A labored retelling of Alfred Noyes’s famous poem The Highwayman.
Bess Whateley is tired of serving ale to poor Dorset farmers who can’t even manage a tuppence tip. And she has twice the work to do since Rose Allen, the other barmaid at the King’s Shilling, was sacked for shorting drunken customers—when she wasn’t whoring with them. Bess and her mother toil and scrub with no end in sight—until Jason Quick, a highwayman, comes along. Jason doesn’t want beautiful, black-haired Bess to know anything about his life of crime; he sees no reason to tell the innocent girl that he once bedded Rose Allen, or that Rose was the mistress of Willy Boston, a rambunctious highwayman known as the Golden Fleecer. What Rose doesn’t know won’t hurt her, either: that Jason shot Willy dead in revenge for Willy’s murder of his traveling companion. As for the money Willy stole from Jason . . . ’twas mostly spent. As for Jason’s beloved father, he will have to stay in America, whence he was transported after months of languishing in debtor’s prison. Yes, Jason is a nice highwayman, taking money only from the overfed gentlemen who can afford it anyway and sparing the ladies and their jewelry. Tim Groot, the loutish stablehand at the King’s Shilling and in love with luscious Bess, is much put out by her preference for dashing Jason.
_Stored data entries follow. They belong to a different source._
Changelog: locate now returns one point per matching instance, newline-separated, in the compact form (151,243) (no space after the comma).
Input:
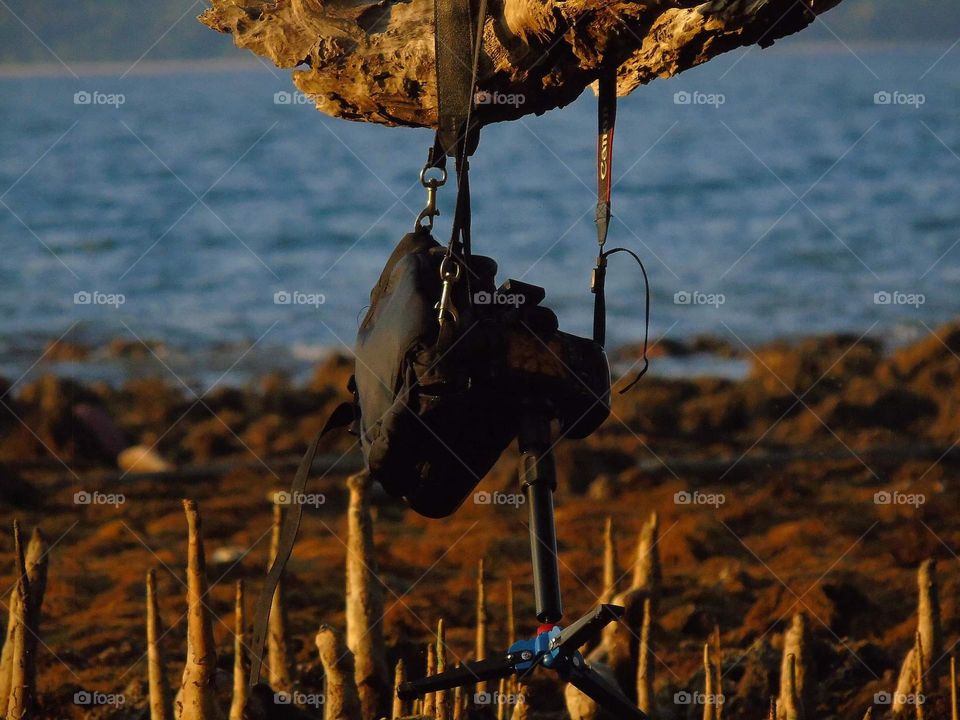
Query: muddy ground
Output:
(818,483)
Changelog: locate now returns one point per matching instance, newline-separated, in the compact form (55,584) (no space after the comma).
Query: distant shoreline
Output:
(248,62)
(132,67)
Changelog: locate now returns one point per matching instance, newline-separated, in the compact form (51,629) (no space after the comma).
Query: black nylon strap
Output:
(456,76)
(606,120)
(342,416)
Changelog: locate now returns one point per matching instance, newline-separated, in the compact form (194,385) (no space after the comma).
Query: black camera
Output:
(567,375)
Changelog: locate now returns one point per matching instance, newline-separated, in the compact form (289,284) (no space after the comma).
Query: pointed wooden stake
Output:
(709,706)
(399,678)
(718,670)
(160,707)
(430,699)
(953,688)
(443,696)
(240,665)
(197,697)
(365,602)
(645,695)
(919,698)
(341,701)
(278,654)
(511,619)
(646,568)
(458,703)
(480,650)
(23,667)
(36,568)
(609,562)
(788,706)
(928,617)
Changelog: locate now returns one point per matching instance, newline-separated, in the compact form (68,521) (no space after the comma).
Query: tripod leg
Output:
(467,674)
(538,479)
(594,686)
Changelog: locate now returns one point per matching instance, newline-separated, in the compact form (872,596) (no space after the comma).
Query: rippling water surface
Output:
(784,210)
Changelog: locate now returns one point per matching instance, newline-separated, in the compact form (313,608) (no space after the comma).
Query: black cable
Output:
(646,329)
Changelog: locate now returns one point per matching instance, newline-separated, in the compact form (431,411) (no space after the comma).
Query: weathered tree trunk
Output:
(341,701)
(160,707)
(23,668)
(278,655)
(36,569)
(365,602)
(240,664)
(197,697)
(373,60)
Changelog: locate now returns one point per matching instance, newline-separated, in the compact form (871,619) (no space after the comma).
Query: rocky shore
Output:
(818,483)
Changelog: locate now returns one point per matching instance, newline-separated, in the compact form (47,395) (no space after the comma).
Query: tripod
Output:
(552,647)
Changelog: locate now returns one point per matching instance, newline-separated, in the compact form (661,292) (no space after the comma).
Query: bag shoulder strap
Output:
(342,416)
(606,120)
(457,130)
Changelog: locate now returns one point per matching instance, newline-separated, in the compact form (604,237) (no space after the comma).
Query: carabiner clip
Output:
(449,276)
(431,210)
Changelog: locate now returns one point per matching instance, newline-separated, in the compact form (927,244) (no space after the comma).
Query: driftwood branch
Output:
(373,60)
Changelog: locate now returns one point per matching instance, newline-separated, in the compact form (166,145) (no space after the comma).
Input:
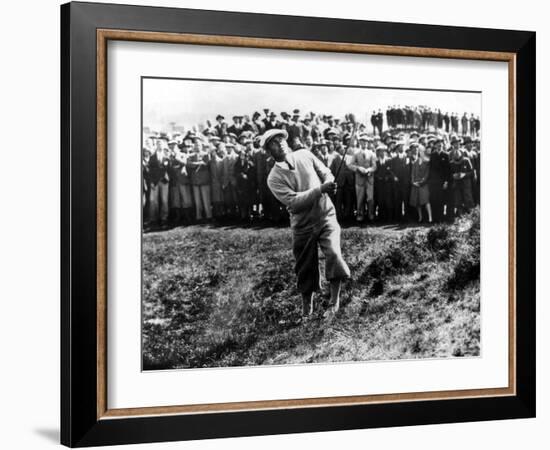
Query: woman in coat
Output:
(420,171)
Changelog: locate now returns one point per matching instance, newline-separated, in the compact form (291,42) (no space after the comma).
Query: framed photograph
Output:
(277,224)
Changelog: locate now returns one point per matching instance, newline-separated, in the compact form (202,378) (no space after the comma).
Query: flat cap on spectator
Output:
(270,134)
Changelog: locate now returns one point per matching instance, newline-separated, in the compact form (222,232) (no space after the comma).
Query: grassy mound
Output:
(227,297)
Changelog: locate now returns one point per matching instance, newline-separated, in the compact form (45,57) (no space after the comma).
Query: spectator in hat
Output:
(217,156)
(159,163)
(295,129)
(198,168)
(401,169)
(420,171)
(246,186)
(229,184)
(237,127)
(344,199)
(464,121)
(271,122)
(258,123)
(384,179)
(145,157)
(363,163)
(438,181)
(461,170)
(302,183)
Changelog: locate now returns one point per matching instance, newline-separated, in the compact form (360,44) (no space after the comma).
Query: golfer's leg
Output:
(335,293)
(306,266)
(336,268)
(360,193)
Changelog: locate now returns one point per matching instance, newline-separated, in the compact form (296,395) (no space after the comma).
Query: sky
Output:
(190,102)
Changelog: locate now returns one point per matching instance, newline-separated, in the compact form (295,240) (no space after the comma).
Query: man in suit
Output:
(198,167)
(295,129)
(363,163)
(438,180)
(303,184)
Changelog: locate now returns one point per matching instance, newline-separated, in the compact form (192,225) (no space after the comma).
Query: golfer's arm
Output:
(323,171)
(294,201)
And Tim’s just bright enough to figure out that Jason may be the new Golden Fleecer. Together with the redoubtable Sergeant Roddy Hallow—and with Rose, who knows now that Jason killed her lover—a trap is set. Bess is trussed up with a shotgun at the inn’s upper window, flanked by hidden marksmen as all await Jason in the moonlight. She wriggles one hand free to fire the gun in warning but kills herself unintentionally. Jason escapes but returns to avenge his true love.
A fine idea for a romance novel, but unfortunately lacking the wild, die-for-you passion of the original.